Several kinds of travel as yet exist only in science fiction:
aircars;
faster than light (FTL) interstellar travel;
instantaneous transportation;
teleportation (which might be at light speed);
time travel;
travel in other directions - between timelines, universes etc.
As usual, I wound up with a longer list than expected when I started to write it.
In Poul Anderson's Time Patrol series, in 19352 AD:
"'...the various governments were pawns in a galactic game. The time effect was the by-product of a search for a means of instantaneous transportation, which some of you will realize requires infinitely discontinuous functions for its mathematical description - as does travel into the past.'" (Time Patrol, p. 9)
Especially in an Andersonian hard sf context, the phrase "...galactic game..." strongly implies FTL, although this is not made explicit. Thus, people with FTL (we think), seek instantaneous travel and find time travel, in fact space-time travel which therefore includes instantaneous travel - if the traveler changes his spatial but not his temporal coordinates.
We have already asked why Everard and Whitcomb were trained to handle spaceships if, at that stage, they were expected to work only in their own 1850-2000 milieu. But other questions arise about space travel:
Surely there will be many different kinds of spaceships in future eras?

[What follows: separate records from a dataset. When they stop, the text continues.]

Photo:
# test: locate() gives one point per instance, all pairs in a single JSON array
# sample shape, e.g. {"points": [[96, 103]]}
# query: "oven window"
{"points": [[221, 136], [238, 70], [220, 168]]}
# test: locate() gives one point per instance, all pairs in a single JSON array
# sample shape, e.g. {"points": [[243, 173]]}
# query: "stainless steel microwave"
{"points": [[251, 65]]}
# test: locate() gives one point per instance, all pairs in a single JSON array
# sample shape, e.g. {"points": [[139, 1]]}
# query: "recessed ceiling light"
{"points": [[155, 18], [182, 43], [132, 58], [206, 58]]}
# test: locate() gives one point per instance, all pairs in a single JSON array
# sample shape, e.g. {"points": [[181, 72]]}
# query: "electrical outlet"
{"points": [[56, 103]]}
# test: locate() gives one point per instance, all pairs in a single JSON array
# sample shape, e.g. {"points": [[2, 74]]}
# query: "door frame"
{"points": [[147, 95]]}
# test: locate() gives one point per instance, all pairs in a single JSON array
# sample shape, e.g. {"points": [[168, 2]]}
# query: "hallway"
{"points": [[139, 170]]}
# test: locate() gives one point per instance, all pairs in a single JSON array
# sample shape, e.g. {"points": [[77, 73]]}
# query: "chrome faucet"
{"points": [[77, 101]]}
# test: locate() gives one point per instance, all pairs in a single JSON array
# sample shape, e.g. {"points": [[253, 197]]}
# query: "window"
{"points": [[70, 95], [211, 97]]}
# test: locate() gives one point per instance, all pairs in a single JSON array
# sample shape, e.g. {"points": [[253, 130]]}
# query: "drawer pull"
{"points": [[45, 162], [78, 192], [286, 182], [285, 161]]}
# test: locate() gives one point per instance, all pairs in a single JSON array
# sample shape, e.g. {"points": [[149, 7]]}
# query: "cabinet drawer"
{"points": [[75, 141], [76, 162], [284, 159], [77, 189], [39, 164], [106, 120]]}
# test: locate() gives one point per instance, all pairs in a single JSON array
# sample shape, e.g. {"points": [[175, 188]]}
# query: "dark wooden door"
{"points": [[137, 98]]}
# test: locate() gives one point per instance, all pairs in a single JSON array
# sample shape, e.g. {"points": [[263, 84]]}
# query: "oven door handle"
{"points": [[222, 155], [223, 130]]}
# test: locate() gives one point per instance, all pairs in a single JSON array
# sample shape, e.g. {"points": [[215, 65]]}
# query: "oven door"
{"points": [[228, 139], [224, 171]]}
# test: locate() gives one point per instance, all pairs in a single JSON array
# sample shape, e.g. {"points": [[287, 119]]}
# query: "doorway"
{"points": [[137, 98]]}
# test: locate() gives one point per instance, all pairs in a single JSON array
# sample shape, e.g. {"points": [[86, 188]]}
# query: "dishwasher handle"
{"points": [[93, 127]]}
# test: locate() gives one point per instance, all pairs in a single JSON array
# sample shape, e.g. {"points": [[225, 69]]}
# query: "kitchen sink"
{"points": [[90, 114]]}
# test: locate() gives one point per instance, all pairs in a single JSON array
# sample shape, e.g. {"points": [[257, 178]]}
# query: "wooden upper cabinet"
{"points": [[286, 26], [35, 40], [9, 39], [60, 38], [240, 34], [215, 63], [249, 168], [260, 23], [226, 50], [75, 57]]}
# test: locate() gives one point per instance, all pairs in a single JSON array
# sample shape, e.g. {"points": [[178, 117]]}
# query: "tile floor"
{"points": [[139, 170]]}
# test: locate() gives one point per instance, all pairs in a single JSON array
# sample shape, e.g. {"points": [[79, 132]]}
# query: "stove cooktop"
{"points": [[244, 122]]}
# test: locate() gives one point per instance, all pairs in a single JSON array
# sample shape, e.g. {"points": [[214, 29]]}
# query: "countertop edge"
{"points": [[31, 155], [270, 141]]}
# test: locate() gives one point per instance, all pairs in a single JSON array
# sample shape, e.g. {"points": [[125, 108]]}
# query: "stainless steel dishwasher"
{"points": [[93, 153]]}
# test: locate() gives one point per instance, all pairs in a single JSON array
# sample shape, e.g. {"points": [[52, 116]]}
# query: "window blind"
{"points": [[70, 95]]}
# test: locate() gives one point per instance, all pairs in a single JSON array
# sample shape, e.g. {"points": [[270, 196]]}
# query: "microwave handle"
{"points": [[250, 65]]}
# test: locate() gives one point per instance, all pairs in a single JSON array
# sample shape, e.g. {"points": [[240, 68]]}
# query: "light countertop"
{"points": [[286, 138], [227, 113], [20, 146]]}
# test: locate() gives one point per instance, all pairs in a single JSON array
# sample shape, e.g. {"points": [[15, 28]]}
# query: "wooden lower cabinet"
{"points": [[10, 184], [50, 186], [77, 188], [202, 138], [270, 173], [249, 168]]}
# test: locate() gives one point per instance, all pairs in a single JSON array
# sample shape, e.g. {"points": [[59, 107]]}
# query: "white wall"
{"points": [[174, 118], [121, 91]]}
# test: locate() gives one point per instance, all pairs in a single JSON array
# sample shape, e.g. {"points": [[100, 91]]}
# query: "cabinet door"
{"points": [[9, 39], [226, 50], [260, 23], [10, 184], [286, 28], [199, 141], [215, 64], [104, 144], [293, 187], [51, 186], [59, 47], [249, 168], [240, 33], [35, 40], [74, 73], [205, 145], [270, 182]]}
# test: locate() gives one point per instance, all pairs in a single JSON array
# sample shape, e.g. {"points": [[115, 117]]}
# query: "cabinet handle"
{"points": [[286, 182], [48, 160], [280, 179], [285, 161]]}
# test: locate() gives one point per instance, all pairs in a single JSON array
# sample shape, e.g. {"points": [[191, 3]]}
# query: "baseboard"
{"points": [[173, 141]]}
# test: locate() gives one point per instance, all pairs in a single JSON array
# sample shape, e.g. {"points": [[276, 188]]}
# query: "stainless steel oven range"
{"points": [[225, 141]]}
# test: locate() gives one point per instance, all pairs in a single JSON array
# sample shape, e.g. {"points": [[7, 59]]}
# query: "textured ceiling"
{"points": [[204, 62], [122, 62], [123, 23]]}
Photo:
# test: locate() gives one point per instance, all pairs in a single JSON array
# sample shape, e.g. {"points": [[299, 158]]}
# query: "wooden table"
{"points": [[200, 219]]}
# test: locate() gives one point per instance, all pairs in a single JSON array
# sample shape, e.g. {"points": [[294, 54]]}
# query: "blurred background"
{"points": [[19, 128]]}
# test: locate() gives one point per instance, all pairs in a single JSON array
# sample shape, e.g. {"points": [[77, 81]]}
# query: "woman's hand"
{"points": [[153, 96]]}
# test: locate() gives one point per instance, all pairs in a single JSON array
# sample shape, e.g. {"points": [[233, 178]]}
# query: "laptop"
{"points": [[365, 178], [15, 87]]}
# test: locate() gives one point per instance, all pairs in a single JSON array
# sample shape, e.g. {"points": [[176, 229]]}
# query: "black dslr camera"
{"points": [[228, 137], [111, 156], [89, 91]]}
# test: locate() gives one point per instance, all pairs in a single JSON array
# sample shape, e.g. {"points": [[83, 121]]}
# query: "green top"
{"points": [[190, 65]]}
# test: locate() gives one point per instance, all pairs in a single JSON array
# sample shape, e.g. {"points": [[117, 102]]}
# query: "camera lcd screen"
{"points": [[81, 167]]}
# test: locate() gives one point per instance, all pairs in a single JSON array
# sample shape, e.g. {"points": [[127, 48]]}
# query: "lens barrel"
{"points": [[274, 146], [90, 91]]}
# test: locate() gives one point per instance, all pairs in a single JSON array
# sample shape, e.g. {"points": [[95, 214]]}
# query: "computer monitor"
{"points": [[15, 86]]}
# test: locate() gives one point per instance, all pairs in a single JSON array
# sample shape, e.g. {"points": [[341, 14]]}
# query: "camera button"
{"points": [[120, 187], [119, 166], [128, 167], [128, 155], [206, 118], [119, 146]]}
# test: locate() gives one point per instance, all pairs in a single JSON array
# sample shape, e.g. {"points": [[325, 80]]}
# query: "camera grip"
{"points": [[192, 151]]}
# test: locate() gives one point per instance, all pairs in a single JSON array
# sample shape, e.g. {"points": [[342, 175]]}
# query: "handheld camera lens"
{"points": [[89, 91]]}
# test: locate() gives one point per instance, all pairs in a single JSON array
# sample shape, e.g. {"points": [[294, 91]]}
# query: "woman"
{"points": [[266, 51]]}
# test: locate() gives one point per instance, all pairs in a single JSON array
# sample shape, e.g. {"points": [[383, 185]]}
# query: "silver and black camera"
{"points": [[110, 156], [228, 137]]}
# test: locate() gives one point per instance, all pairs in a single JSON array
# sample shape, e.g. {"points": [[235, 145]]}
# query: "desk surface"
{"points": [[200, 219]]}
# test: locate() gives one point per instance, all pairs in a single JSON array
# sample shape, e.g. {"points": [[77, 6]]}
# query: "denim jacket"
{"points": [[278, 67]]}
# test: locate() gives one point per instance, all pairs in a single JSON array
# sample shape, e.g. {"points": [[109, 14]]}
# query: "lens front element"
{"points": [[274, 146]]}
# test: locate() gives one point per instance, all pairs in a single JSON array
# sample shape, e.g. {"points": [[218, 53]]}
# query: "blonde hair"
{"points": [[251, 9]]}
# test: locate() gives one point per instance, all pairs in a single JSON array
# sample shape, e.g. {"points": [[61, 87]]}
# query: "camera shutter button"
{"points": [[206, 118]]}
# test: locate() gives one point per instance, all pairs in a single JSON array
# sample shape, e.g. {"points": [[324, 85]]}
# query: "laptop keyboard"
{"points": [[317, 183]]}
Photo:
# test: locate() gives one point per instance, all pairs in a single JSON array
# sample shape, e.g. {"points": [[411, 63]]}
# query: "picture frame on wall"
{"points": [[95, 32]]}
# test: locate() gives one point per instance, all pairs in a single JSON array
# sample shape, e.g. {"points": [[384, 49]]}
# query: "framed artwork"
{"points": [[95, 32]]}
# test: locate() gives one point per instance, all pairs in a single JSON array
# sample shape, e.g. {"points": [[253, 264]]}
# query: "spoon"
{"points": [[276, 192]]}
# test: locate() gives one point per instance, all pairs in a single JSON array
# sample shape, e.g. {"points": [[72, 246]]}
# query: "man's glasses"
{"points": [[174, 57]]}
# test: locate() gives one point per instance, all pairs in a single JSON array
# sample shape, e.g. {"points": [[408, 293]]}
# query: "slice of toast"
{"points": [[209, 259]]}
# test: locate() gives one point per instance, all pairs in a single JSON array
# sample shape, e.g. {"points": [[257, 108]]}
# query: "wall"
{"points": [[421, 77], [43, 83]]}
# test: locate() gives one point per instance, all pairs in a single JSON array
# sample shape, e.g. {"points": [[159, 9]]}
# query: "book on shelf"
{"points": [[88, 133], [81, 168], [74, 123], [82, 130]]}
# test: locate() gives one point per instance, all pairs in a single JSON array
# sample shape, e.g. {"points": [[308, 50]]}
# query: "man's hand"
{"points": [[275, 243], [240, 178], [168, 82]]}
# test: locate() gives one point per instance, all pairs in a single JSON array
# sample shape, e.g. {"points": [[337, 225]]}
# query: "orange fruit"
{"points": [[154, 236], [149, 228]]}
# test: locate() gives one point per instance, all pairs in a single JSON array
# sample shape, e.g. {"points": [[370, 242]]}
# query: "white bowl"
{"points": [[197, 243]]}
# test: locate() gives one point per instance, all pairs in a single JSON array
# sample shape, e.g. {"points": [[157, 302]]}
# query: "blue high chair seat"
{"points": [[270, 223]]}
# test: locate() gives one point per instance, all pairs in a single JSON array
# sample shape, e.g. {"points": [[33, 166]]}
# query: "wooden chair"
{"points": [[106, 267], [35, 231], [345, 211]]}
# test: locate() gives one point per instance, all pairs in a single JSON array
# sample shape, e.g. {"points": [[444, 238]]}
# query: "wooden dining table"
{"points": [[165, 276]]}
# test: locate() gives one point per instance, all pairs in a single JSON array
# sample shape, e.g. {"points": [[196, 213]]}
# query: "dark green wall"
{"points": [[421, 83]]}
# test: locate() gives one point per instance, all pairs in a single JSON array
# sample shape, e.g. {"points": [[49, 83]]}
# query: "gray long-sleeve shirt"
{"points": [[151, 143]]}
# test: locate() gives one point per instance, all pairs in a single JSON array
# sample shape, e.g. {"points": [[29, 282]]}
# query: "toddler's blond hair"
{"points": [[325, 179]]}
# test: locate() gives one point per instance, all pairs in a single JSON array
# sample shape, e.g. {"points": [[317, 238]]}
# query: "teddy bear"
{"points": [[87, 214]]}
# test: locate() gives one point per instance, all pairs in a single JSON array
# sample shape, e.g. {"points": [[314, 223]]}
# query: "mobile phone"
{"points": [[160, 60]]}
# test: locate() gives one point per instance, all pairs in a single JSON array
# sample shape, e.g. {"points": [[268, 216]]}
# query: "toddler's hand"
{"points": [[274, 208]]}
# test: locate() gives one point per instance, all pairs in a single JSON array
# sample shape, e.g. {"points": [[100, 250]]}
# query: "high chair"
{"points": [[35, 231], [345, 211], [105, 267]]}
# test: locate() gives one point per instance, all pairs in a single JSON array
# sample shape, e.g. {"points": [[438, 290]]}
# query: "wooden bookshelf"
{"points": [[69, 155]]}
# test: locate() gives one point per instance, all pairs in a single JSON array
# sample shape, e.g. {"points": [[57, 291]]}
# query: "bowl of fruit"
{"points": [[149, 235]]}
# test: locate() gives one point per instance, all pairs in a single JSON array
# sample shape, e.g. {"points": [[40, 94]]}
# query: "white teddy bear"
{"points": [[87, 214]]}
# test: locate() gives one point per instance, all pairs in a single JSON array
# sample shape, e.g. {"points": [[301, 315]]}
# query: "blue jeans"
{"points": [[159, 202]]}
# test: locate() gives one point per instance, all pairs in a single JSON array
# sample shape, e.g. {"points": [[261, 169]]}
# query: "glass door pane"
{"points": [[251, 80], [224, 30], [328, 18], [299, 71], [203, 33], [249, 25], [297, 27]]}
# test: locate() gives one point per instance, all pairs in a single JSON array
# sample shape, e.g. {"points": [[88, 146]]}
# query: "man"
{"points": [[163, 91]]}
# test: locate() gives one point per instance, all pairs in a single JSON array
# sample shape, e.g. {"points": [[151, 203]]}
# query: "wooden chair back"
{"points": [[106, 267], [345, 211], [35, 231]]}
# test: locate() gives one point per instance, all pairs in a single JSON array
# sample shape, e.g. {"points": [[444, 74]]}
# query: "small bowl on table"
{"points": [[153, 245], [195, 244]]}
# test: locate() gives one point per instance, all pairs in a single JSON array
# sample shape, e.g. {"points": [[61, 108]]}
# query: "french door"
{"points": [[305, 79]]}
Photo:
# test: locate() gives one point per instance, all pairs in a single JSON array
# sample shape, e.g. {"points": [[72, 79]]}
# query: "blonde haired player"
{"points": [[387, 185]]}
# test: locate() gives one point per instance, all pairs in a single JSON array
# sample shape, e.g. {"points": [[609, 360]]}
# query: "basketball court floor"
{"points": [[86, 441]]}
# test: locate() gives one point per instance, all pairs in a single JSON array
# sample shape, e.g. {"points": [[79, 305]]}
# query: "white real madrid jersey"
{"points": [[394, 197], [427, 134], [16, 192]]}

Both for training and for operations, the Patrol has large spacecraft in past eras so they must be able to move such large objects through time?
For story purposes, we see only timecycles and other small vehicles moving along Earth's world line. In the future, they must have spacecraft that can transport prisoners instantaneously to the (extrasolar?) exile planet and that can also travel to the Oligocene to be used for the training of Time Patrol cadets. The possibilities seem endless.